This invention relates to a process for the production of a spun-fiber web from filaments of a synthetic polymer wherein the filaments exit through spinnerets from a molten mass of synthetic polymer and are guided through a cooling well traversed by cooling air and, after cooling and strengthening, are seized mechanically by means of at least one take-off roll and are conducted over a portion of a surface of at least one takeoff roll, and thereafter the filaments are swirled and deposited to form the web on a depositing conveyor belt.
The invention furthermore concerns an apparatus for producing spun-fiber webs from filaments of a synthetic polymer exiting from a molten mass of synthetic polymer through spinnerets and being taken off mechanically, with an extruder for melting the synthetic polymer comprising a die head having a plurality of spinnerets for delivery of the filaments and with a cooling well adjoining the spinnerets and supplying air for cooling the filaments, a mechanical take-off device downstream of the cooling well with at least one take-off roll for taking off the filaments from the spinnerets, and a unit for forming the web in random array of the filaments, with an air-traversed diffuser and a perforated depositing conveyor belt with a suction unit.
Processes are known for the production of spun-fiber non-woven fabrics of stretched filaments made of synthetic polymers wherein the filaments are taken off the spinnerets from the melt either mechanically or aerodynamically and are subsequently additionally stretched in the strengthened condition.
In the reshaping of thermoplastic synthetic resins, a distinction is made between cold reshaping and hot reshaping. In case of amorphous thermoplastics the cold reshaping takes place below the glass transition temperature; in this connection, amorphous thermoplastics can be cold-formed and stretched only within limits. Partially crystalline thermoplastics are coldformed below their crystallite melting range and above their yield point, particularly stretched. Hot-forming takes place in case of amorphous thermoplastics above their softening temperature range in the thermoelastic state range; whereas partially crystalline synthetic resins can be thermoformed and stretched to a limited extent above their crystallite melting range and below the molten condition.

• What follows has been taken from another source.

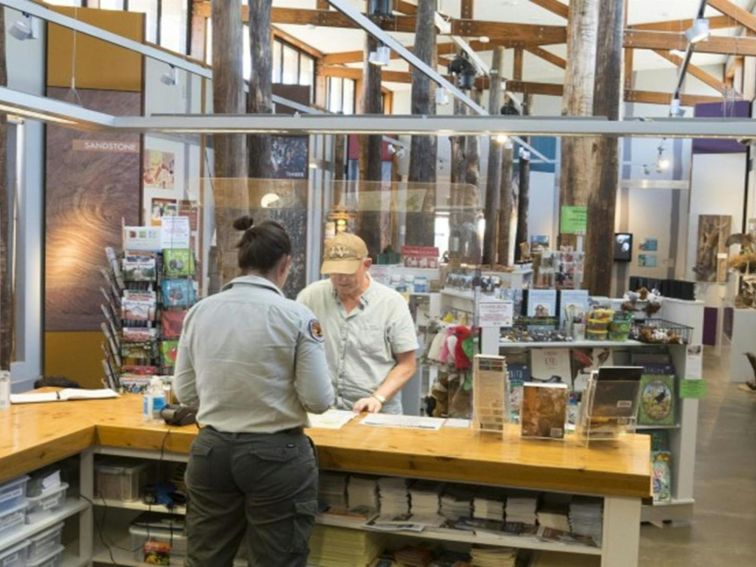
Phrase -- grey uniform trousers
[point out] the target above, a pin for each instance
(262, 485)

All hot-forming processes are anisotropic and must be frozen in by cooling under tension up to a sufficient extent below the glass transition temperature and, respectively, the crystallite melting range.
In the process known from DOS 3,117,737 for the production of spun-fiber webs, the filaments, exiting from a molten thermoplastic mass out of the spinnerets and directly entering into a cooling chamber, are quenched and subsequently aerodynamically taken off the spinnerets by means of the flowing coolant and are stretched along the lines of a cold-forming operation. The drawing of the filaments as well as the stretching step take place aerodynamically, and the stretching step is conducted in the strengthened condition of the filaments. German Patent 3,400,847 likewise discloses a process for producing a spun-fiber fleece from stretched filaments of a thermoplastic synthetic resin by means of aerodynamic stretching of the filaments, taken off aerodynamically from a melt, in the strengthened, cooled condition.
U.S. Pat. No. 3,338,992 describes a process for the manufacture of a spun-fiber non-woven fabric from stretched filaments of thermoplastic synthetic resins wherein the filaments exiting from the spinneret are cooled and bonded and subsequently mechanically taken off and stretched by reheating to stretching temperatures below the crystallite melting zone mechanically by means of rolls. In contrast to the methods known from DOS 3,117,737 and German Patent 3,400,847 operating with aerodynamic treatment of the filaments, the process in U.S. Pat. No. 3,338,992 employs mechanical action upon the filaments, stretching being carried out as a cold-shaping of the filaments.
A process for the production of a spun-fiber web of filaments made of thermoplastic polymer is known from U.S. Pat. No. 3,509,009 wherein the filaments exit from the melt through spinnerets into a cooling shaft exposed to cooling air, and the filaments are drawn therefrom in aerodynamic fashion. Additionally, in this process, the filaments are exposed to hot air immediately after leaving the spinnerets in order to attain a reduction in cross section of the filaments in the molten condition of the polymer after exiting from the spinnerets by means of the subsequent aerodynamic take-off step in the cooling shaft. In this method, due to the additional injection of hot air, there is the danger of having the filaments exiting from the spinnerets stick to one another.
German Patent 3,603,814 discloses a process and apparatus for the production of a spun-fiber fleece from stretched filaments of a synthetic polymer wherein the filaments, leaving the spinnerets in the molten condition, are taken off mechanically from the spinneret and are subsequently stretched mechanically in the cold-reshaping zone before they are deposited in random array into a web and then bonded.